Despite things not always going exactly to plan, MEATliquor’s Scott Collins tells Mark Wingett why some hindrances have turned out to be serendipitous

Delays in the openings of its two latest sites has not phased MEATliquor co-founder Scott Collins, who argues that any hurdles placed in front of the group in the past year have worked in its favour as it gears up for further UK and international growth.

“Just one look at the identity and you know it’s going to get messy… in a good way,” says branding expert Matt Bucknall when discussing MEATliquor’s logo. He goes on, “It says ‘we’re edgy, rock ’n’ roll, in your face and a bit naughty. Lucky the lights are low – the darkness will hide a multitude of sins spilled down your crisp white shirt.”

It is no surprise that Scott Collins, co-founder of MEATLiquor, approves of the assessment, but refuses to acknowledge the past 12 months have been some of the most challenging for the popular and influential fast-casual concept.

New sites in Bristol and Islington, north London, were set to open earlier this year, but Collins said that the postponed launches of both had worked in the group’s favour. “It hasn’t been challenging. Just like everything that has come about, it has been a happy accident – the obstacles that this year has thrown up have worked in our favour,” he says. “It has given us a lot of time to grow my ops team and the way Yianni [Papoutsis, co-founder] and I have divided our roles. We are ready for anything now.”

It just so happens that it now looks like the group will open three new sites in the last three months of the year. Islington will be in the first week in October, Bristol will open in November and it’s likely another site, in Singapore, will open in December.

Collins says: “If they had all opened as they should have a little bit earlier, it might have been a disaster. It has been good to take stock and get ready for the next stage of the company’s development.

“We take everything on the chin, it is not like we have £5m to spend, we have no one breathing down our neck, we have no debt, it’s just us. We don’t have to open one a quarter during the next five years, so we have taken it upon ourselves where we need to be.”

The Singapore launch again came from a “happy accident”, and a chance meeting on a trip Collins took with Restaurant magazine. He says: “I got chatting to Jacques Dejardin, then an operations director at Jamie Oliver Restaurant Group. I got to know him well and then he left to join the Blind Group in Singapore.”

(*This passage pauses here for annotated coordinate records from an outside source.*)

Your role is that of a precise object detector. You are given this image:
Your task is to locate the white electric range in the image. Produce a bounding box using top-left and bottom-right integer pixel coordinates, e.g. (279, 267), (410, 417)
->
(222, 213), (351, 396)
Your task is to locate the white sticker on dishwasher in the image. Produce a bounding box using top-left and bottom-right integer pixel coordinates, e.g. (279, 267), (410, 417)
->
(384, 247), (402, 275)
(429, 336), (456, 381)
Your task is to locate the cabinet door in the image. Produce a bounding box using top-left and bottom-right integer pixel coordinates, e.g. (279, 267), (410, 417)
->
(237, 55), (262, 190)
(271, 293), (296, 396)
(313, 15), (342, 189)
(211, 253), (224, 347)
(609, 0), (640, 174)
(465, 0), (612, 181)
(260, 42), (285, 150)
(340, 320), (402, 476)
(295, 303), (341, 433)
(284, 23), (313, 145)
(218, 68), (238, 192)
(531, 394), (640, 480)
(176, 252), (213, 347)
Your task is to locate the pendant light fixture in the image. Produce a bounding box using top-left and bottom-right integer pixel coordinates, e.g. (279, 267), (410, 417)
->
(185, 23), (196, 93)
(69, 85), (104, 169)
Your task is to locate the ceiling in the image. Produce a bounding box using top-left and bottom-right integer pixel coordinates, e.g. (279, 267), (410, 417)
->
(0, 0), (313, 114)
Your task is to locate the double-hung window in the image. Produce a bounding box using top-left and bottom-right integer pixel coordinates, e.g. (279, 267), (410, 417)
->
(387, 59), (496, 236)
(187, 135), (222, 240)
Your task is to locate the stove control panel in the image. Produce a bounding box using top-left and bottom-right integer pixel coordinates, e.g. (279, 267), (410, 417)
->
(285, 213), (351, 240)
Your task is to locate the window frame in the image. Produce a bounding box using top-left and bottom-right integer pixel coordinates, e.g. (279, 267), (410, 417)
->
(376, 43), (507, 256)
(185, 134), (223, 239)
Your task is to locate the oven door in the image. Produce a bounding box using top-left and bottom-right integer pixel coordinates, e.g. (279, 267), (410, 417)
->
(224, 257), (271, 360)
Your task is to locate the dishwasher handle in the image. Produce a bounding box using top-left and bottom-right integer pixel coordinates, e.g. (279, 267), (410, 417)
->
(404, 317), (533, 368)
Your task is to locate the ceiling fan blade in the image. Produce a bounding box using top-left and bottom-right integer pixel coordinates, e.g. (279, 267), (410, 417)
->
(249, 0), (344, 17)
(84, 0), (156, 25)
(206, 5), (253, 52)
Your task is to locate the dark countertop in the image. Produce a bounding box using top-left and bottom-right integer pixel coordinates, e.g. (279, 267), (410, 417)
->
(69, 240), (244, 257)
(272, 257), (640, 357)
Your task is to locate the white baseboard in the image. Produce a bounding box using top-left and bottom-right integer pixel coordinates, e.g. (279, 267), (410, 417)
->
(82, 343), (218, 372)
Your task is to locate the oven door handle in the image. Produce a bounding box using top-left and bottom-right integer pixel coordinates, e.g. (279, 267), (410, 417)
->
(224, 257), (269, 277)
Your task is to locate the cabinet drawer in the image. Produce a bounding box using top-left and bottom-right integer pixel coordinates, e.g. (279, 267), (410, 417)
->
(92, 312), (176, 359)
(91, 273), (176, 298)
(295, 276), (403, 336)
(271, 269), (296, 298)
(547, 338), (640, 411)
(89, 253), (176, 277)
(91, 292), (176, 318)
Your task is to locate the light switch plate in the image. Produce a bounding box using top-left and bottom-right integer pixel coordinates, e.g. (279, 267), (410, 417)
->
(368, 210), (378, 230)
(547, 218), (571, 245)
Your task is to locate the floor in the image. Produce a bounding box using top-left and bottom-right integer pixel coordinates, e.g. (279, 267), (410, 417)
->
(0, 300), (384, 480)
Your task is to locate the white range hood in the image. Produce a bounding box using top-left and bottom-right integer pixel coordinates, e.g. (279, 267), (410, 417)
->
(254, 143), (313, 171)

Even then Collins admits Singapore was a massive gamble. He says: “We had not considered doing a franchise because we are very hands-on, but the experience was brilliant for us and all our staff. We didn’t even have a franchise pack for this, so we cobbled one together, which was an experience! Jacques and his team have been brilliant to work with. I had never been to Singapore before, I have been five times this year, which I wouldn’t have been able to do if our openings programme had stayed as it was. Those sites opening later didn’t cost us any money while the franchise has been generating good money. It looks like I will be off to Hong Kong and Bangkok later this month to look at sites there with the Blind Group because they want to push the business further. It helped to make that move because I knew Jacques. If he wasn’t there it wouldn’t have happened. I knew him and knew he was good at what he did.”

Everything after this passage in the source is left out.